The infection rate is, itself, is a combination of other factors which may vary wildly between different populations and locations. It includes:

  1. the rate of contact between infected and susceptible individuals
    1. How many people does an infected person come into contact with?
    2. For how long are they in contact?
  2. the rate of transmission –
    1. how many people become infected after contact with an infected person?
  3. What proportion of people become infected after contact with an asymptomatic case?
  4. For how long does a person remain infectious?
  5. For how long does the infection remain able to infect others in the environment?
    1. does it remain suspended in the air?
    2. or is it limited to larger droplets which fall to earth within a short time?
    3. How long can it survive on surfaces and go on to infect another person?

As mentioned earlier, the case fatality rate (CFR), or how many infected people die from the disease, is something that is often only properly understood once the outbreak has progressed beyond the first few weeks or months and it may not be fully known until the outbreak is contained or over. It also may vary wildly with different ages within the populations or between people with different ethnic or genetic backgrounds.

As a result, the CFR often varies over time as more people with less severe illness are counted and therefore the number of deaths is divided by a larger population of infected people. There is no single CFR for all populations. Also it is important to note that there are periods of time that elapse when considering the deaths of patients from COVID-19.

  • Incubation period - how long after exposure until a person develops the disease
  • Infective period - how long is the person able to transmit the infection to others
  • Symptomatic period - how long does the person have symptoms before
  • Period of hospital care? 
  • Period of ICU care?
  • Time of Death
  • Time taken to record death
  • time taken to report death.

As a result, the rate of deaths from COVID-19 may lag behind the number of cases by a week or more and may continue to climb for weeks after the peak of cases

Differences in data gathering can also have dramatic impact on the reported Case Fatality Rates. If, for example, a country records only confirmed tests in people with severe infections, the CFR will appear to be higher than would be the case if the same country had tested and found more infected people with less severe disease.

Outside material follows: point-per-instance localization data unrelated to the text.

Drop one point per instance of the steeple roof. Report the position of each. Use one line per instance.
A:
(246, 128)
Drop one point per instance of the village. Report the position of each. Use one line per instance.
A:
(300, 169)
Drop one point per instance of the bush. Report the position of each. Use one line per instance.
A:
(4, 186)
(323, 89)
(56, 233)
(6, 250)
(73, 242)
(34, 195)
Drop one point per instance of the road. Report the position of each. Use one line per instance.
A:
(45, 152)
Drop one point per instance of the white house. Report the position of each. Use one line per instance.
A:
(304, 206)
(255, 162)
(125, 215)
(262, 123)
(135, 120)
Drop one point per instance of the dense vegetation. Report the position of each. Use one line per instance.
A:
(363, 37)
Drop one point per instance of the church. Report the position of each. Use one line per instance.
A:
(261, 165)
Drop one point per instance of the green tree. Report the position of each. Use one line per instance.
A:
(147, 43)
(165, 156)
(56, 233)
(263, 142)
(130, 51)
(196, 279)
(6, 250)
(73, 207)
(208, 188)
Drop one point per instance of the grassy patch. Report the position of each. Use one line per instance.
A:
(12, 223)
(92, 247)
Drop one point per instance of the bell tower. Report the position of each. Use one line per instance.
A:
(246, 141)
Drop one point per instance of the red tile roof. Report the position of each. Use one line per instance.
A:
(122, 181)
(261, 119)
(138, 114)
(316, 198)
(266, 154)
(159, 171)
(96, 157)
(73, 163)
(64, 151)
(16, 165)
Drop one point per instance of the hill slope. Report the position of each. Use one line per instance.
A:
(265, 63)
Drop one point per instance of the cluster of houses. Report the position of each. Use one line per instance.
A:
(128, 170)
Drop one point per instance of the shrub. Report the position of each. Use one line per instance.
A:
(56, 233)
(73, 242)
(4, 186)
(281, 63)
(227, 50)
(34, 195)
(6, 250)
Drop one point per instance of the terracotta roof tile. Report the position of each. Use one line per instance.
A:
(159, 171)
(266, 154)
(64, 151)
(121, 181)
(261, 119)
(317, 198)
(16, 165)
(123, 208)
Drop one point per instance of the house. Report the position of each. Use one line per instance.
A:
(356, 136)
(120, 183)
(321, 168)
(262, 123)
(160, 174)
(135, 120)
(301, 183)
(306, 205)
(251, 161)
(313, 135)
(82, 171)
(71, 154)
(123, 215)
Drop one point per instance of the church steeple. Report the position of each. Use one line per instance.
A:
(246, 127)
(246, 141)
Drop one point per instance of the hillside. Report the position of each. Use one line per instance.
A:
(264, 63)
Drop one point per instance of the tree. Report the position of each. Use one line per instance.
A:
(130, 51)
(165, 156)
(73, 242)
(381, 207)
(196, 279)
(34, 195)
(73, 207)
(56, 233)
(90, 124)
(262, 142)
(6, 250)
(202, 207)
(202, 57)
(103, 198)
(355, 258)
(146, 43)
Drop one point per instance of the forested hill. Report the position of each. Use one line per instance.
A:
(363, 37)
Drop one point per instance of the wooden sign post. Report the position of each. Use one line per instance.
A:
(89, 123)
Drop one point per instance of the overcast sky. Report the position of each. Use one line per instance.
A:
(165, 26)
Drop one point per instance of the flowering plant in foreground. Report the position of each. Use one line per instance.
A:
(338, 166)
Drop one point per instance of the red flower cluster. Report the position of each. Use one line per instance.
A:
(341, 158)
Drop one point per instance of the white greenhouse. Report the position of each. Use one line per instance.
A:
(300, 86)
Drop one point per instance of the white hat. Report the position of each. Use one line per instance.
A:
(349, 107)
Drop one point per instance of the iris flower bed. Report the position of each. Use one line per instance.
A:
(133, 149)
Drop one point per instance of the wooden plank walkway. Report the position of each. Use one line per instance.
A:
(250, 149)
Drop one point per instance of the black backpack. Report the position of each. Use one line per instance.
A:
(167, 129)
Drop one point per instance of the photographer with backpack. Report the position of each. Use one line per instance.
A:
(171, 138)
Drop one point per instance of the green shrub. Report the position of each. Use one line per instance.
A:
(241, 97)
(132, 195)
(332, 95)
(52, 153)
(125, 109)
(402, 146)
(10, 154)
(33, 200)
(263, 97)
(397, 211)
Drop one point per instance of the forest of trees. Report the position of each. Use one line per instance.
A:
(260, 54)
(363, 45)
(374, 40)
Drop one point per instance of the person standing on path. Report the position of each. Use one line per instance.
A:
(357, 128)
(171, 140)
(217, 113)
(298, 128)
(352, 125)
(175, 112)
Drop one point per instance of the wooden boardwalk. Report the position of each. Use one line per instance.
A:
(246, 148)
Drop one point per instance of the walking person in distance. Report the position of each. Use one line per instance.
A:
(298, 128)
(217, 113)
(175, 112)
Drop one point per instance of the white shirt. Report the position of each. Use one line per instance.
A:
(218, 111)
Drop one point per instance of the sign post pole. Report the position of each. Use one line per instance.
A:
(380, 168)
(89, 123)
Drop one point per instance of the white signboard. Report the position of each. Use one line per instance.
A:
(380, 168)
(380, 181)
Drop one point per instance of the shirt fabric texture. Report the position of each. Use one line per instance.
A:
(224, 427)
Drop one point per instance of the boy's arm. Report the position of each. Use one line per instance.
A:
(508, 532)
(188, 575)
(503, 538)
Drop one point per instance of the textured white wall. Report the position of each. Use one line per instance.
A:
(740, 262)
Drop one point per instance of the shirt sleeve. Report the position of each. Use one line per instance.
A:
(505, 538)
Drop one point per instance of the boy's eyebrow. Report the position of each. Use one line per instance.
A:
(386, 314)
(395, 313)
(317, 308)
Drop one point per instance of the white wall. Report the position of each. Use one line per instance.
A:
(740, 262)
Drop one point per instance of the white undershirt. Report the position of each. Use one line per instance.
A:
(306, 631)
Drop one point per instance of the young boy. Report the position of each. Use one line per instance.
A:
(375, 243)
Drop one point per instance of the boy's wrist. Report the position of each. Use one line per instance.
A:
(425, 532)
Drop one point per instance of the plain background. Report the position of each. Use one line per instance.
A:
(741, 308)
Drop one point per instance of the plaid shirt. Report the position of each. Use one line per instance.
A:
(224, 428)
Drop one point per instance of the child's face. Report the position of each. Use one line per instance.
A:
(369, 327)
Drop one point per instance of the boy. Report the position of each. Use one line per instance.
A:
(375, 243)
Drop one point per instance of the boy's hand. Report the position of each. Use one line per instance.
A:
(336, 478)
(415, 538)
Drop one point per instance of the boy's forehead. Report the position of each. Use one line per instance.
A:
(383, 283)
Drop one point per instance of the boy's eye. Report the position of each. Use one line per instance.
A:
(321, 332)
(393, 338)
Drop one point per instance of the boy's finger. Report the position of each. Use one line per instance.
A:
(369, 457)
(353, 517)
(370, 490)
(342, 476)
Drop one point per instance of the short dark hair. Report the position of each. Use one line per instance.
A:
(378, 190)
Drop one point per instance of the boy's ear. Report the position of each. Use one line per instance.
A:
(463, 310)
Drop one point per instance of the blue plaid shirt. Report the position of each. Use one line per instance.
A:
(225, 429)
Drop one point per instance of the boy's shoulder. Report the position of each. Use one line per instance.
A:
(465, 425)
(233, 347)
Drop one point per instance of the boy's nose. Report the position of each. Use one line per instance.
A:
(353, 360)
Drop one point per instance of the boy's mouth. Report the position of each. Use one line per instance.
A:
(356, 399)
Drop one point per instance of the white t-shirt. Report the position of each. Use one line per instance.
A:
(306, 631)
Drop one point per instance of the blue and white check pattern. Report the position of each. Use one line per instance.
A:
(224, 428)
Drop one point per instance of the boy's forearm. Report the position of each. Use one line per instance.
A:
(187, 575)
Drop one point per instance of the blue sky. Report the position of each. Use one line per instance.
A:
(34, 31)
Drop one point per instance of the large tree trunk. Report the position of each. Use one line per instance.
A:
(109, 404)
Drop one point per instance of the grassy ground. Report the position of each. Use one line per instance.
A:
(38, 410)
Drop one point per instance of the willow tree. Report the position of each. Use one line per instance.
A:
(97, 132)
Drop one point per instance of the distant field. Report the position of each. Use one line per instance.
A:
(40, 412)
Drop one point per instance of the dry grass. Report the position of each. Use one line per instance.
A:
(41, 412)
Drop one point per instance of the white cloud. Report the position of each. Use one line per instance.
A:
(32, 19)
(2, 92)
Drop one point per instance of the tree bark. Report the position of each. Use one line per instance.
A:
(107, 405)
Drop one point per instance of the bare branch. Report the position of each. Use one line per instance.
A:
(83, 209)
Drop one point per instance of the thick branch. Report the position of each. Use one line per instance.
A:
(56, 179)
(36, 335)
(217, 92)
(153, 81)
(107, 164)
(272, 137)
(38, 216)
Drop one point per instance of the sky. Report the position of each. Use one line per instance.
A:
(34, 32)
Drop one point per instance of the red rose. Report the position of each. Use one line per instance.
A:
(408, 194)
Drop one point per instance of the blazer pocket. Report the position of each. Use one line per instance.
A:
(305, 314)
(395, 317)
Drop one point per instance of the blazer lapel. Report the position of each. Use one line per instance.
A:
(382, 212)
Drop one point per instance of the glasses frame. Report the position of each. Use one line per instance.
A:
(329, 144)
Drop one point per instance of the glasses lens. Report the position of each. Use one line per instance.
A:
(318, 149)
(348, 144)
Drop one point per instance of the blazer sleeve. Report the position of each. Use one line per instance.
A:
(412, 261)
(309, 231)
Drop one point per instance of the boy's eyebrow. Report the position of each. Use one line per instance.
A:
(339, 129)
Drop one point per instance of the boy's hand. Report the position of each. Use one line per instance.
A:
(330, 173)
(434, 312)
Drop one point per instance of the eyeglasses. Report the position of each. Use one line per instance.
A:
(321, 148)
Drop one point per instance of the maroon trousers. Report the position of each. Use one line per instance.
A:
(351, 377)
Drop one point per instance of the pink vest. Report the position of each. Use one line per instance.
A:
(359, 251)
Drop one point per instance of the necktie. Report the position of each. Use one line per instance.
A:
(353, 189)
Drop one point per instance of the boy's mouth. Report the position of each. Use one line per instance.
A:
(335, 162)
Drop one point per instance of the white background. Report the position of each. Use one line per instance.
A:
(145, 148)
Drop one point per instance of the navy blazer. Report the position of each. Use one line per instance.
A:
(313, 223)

Case Fatality Rate is also impacted by the healthcare capacity of a country and by its ability to assign the cause of death accurately, in a timely fashion. In low healthcare settings, it may not be possible to test every case and therefore cause of death may not be appropriately attributed to the new disease resulting in a lower CFR than might be expected. Similarly, if testing is prioritised for only the severely ill, the CFR may be falsely elevated.

Early on in any outbreak, the ability for a healthcare system to identify cases of a new disease is limited and so only those which have more serious infections with more severe symptoms are picked up. At the same time, these severe cases are more likely to die than people with less serious illness.

In the case of COVID-19, this was especially true as it took time to isolate the virus, grow it in a lab and develop a sensitive and specific test against the virus to identify who was infected. Issues with the production of test kits and overly centralised testing may have limited some countries’ ability to fully know how far and fast the infection is spreading in their locations. Both the US and the UK were found to have limited testing capacity in the early days of their outbreaks. This has only partially been addressed as the months have passed since the first imported cases were identified.

The decisions taken by governments equipped with imperfect information will be subject to scrutiny in the future but now is almost certainly not the best time for recriminations.